El recorrido, bajo la solemnidad del enorme órgano y de una catedral de gran peso artístico, permite contrastar las similitudes y diferencias de Fernández y Martínez Montañés, aquel de origen gallego y afincado en Valladolid —entonces capital de la corte de Felipe III—, como exponente de las artes y estilos castellanos frente a su coetáneo, de origen jienense y representante del barroco andaluz. Una de las principales coincidencias, han señalado los expertos, pasa por el empeño en utilizar la imagen del hijo de Dios de una forma armoniosa, bella, espiritual y como fuente de devoción para romper con la devastación popular en el temprano siglo XVII, con Valladolid, Sevilla y Europa diezmadas por la peste y la sensación de castigo divino: murió un cuarto de la población en la ciudad castellana.

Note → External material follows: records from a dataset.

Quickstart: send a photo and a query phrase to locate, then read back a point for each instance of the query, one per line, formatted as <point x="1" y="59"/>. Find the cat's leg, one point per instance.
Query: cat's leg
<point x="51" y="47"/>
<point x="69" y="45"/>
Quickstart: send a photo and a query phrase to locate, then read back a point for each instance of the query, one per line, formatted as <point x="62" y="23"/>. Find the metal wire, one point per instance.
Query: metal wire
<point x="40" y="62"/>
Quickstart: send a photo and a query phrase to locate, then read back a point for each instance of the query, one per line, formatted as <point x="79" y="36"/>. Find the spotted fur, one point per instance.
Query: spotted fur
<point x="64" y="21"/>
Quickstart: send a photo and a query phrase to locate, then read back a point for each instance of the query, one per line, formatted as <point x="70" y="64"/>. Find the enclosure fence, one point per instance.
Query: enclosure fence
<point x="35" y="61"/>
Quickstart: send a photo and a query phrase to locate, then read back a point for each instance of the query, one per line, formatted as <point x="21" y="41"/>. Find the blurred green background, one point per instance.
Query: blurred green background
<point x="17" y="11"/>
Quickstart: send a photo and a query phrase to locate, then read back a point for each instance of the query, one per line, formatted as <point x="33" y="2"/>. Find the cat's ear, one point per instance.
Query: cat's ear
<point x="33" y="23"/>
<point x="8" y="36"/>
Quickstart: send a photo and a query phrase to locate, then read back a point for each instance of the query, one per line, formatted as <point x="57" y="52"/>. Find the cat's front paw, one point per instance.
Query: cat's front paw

Palomero y Payo han incidido en que ambos escultores beben de los estilos clásicos, desde el Discóbolo de Mirón en el San Bruno de Martínez Montañés, “con un libro y sin un disco, pero en la misma posición”, o el afamado Cristo atado a una columna, de Fernández, con leyendas en torno a él como aquella de que Jesucristo, al saberse tan hermosamente tallado, descendió de los cielos para verse y preguntar: “¿Dónde me miraste que tan bien me retrataste?”, y obtener un “En mi corazón”. Este mito se asemeja al del escultor griego Praxíteles, a quien la mismísima Afrodita habría visitado desde el Olimpo para preguntarle cómo había logrado representarla tan bien si jamás la había visto desnuda. “Son la imagen del bien”, ha recalcado Payo. “Hay que desechar al Dios con rostro apocalíptico y se necesita una imagen que recupere la bondad, es la cara que se mantiene desde entonces hasta la actualidad”. Otro ejemplo clásico: “Hasta que Fidias no hizo el Zeus olímpico, cada uno tenía una imagen de Dios”. A través de esos rostros finos, atractivos y de fácil devoción se configuró un estilo aún vigente para evocar a las divinidades.
Las escuelas andaluza y castellana contrastan, como también puede apreciarse en las procesiones de Semana Santa, por la sangre sobre las obras. Las esculturas de Castilla sí presentan ese carácter “sanguinolento”, perfectamente perceptible en el icónico Cristo yacente: la herida del costado derecho muestra la sangre manando del Mesías, con sus pies y manos enrojecidos por los clavos que lo adosaron a la cruz. La mirada, perdida, sufriente y bella; la boca, entreabierta; barba y cabello largos y cuerpo esbelto bajo ese dogma de belleza barroca. Los comisarios han incidido en el afán de “instruir, deleitar y emocionar” gracias a esa muestra con elementos de procedencia dispar, recopilados en Valladolid para convertir su catedral “en un gran museo de la madera policromada española con los dos colosos de la escultura española del siglo XVII”.
La exposición concluye con el Cristo yacente, el Descendimiento —este felizmente no afectado por la caída, el pasado junio, de la cúpula de la iglesia de Vera Cruz de Valladolid, donde se encontraba— y Santa Teresa de Jesús, del maestro castellano, junto al pulcro Niño Jesús y el colosal y emotivo San Jerónimo penitente del andaluz. Además de por lo estrictamente patrimonial, cultural y artístico, hay otro motivo para visitar la muestra, esta vez sanitario. Un poco antes de esta sala final está el imponente San Cristóbal, de Martínez Montañés, una figura de origen apócrifo con otro misticismo alrededor: “Si lo ves, ese día no te vas a morir de muerte súbita”.